No matter what the details of a set of standards the purpose is always the same; to provide a minimum quality of code and a commonality of structure. By having code structured, variables named, and parameters ordered in a consistent fashion it is easier to dip into the code for development or maintenance.

Consistency of code is easy to appreciate one you have been exposed to the alternative. Anyone who has been brought into a project that has had several developers over a number of years without any standards is likely to have tripped up over different calling conventions or variable naming schemes. In the best cases such issues are kept isolated in individual files, but most of the time different parts of the same routines are inconsistent with each other, introducing bugs and making maintenance and further development more difficult.

Code indentation and formatting conventions are difficult. While there are tools such as indent that will reformat your code along specified lines there always seems to be an exception to a rigid set of guidelines where the code is easier to understand if they’re broken a little. Variable naming is more subject to the whims of the developer than the code structure, which by necessity reflects the task at hand.
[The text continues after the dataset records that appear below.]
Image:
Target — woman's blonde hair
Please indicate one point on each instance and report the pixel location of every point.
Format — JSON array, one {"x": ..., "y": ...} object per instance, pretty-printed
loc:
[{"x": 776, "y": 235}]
All coding standards eventually come down to a list of dos and don’ts. The following list is based on some of my habits, and on conventions I’ve picked up in various languages which we’ll apply to PHP.

  • Logical Structure
    • if, else, and other control structures that can either user braces to execute a group of instructions or omit the braces to execute a single instruction should be written with the braces even if only a single instruction is enclosed within those braces.
    • Recursive functions should generally be avoided as many developers find them confusing.
    • In any related set of functions the order of common arguments should be consistent.
  • Comments
    • At the start of each function and method there should be a comment detailing it’s purpose, arguments and return value(s).
    • Complex pieces of algorithm used in a routine should be commented explaining what is happening and why.
  • Naming
    • Functions and variables should begin with a lower case letter and be written in CamelCase.
  • Objects
    • Static (class) methods, variables and constants should begin with a capital letter rather than the normal lower case letter.
    • Methods and attributes should have their visibility explicitly declared, and that visibility should be as restrictive as possible.
  • Indentation
    • All indentation will be done with tabs to allow easy indent resizing in text editors.